I have this query below, and it's extremely slow. It takes almost 2 minutes for run to return 3,008 records out of a table with 99 million records. The first query where it gets "Article" data is super fast, less than 1 second and always returns 1 record. It's the second query that's the problem. I don't really want to JOIN these queries. The first one is so quick, and (in my real query) I'm setting more than just @ArticleID for further use.
The query execution plan says it has 75% for it on a clustered key lookup on IX_Name, which didn't make sense to me because I'm not even doing anything with name fields here. Furthermore, Id and ArticleID are both indexes on ArticleAuthor, so I'm not sure what I'm doing wrong. I can't do much with IX_Name being the clustered index...my boss created this table and said to do that.
DECLARE @DOI VARCHAR(72) = '10.1140/EPJC/S10052-012-1993-2'
DECLARE @ArticleID VARCHAR(12)
SELECT
@ArticleID = A.Id
FROM
Article A
LEFT JOIN
JournalName JN WITH (NOLOCK) ON JN.Id = A.JournalId
WHERE
A.DOI = @DOI
PRINT 'GOT ARTICLE DATA ' + format(getdate(), 'yyyy-MM-dd HH:mm:ss.fff')
SELECT
AA.Id
FROM
[ArticleWarehouseTemp]..ArticleAuthor AA WITH (NOLOCK)
WHERE
AA.ArticleID = @ArticleID
PRINT 'GOT ARTICLEAUTHOR DATA ' + format(getdate(), 'yyyy-MM-dd HH:mm:ss.fff')

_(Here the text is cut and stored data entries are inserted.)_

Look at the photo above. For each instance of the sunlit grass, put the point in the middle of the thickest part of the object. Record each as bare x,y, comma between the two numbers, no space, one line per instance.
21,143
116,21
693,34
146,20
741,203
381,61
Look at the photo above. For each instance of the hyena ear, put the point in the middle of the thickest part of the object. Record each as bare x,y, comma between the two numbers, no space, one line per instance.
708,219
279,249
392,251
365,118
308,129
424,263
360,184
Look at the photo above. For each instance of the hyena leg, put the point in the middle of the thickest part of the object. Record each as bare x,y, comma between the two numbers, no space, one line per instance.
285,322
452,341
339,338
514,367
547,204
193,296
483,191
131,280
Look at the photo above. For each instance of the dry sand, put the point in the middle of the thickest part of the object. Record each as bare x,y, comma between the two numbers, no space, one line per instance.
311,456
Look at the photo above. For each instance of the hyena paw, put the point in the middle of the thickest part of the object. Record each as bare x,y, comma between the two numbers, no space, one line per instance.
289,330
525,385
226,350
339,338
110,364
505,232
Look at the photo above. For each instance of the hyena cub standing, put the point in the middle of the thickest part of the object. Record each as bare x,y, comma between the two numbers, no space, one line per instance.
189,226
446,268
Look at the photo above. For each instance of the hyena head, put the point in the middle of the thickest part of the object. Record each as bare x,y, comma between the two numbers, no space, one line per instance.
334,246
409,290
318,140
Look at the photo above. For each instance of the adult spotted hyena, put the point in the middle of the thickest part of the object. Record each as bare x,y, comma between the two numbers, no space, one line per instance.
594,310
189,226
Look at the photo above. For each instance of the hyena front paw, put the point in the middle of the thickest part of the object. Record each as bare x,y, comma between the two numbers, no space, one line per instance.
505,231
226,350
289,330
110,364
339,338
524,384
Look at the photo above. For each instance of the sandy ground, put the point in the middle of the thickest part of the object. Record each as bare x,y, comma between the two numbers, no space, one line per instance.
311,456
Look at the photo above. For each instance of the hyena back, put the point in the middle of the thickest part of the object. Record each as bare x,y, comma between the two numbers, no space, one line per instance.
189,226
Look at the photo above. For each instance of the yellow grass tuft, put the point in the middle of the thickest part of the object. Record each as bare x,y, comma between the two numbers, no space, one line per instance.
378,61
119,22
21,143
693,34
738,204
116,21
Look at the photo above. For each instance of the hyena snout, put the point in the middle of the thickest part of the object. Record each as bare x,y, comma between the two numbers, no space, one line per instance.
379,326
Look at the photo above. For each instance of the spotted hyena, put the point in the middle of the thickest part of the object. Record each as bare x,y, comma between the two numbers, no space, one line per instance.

Please help! This is driving me insane. I've attached the table structure and indexes here too.
CREATE TABLE [dbo].[ArticleAuthor]
(
[Id] [int] IDENTITY(1,1) NOT NULL,
[ArticleId] [int] NOT NULL,
[FullName] [nvarchar](128) NULL,
[LastName] [nvarchar](64) NULL,
[FirstName] [nvarchar](64) NULL,
[FirstInitial] [nvarchar](1) NULL,
[OrcId] [varchar](36) NULL,
[IsSequenceFirst] [bit] NULL,
[SequenceIndex] [smallint] NULL,
[CreatedDate] [smalldatetime] NULL CONSTRAINT [DF_ArticleAuthor_CreatedDate] DEFAULT (getdate()),
[UpdatedDate] [smalldatetime] NULL,
[Affiliations] [varbinary](max) NULL
) ON [ArticleAuthorFileGroup] TEXTIMAGE_ON [ArticleAuthorFileGroup]
GO
SET ANSI_PADDING OFF
GO
ALTER TABLE [dbo].[ArticleAuthor] WITH CHECK
ADD CONSTRAINT [FK_ArticleId]
FOREIGN KEY([ArticleId]) REFERENCES [dbo].[Article] ([Id])
GO
ALTER TABLE [dbo].[ArticleAuthor] CHECK CONSTRAINT [FK_ArticleId]
GO
CREATE NONCLUSTERED INDEX [IX_ID]
ON [dbo].[ArticleAuthor] ([Id] ASC)
CREATE NONCLUSTERED INDEX [IX_ArticleID]
ON [dbo].[ArticleAuthor] ([ArticleId] ASC)
CREATE CLUSTERED INDEX [IX_Name]
ON [dbo].[ArticleAuthor] ([LastName] ASC, [FirstName] ASC, [FirstInitial] ASC)
If you have to keep the current clustered index as is, you can do the following:
1.
Make sure that you are using correct types:
DECLARE @ArticleID VARCHAR(12)
should be
DECLARE @ArticleID int;
to match the type of the column ArticleId
in the ArticleAuthor
table.
2.
To make sure that index IX_ArticleID
is used efficiently, to make it a covering index, INCLUDE
the column Id
to it:
CREATE NONCLUSTERED INDEX [IX_ArticleID]
ON [dbo].[ArticleAuthor] ([ArticleId] ASC)
INCLUDE(Id);
3.
If you have a very skewed distribution of data, i.e. a number of rows per ArticleId
varies greatly for different articles. Say, if one article has 2 rows and another article has million rows, then you'd better add OPTION(RECOMPILE)
to the query and make sure that statistics and/or index(es) are kept up to date.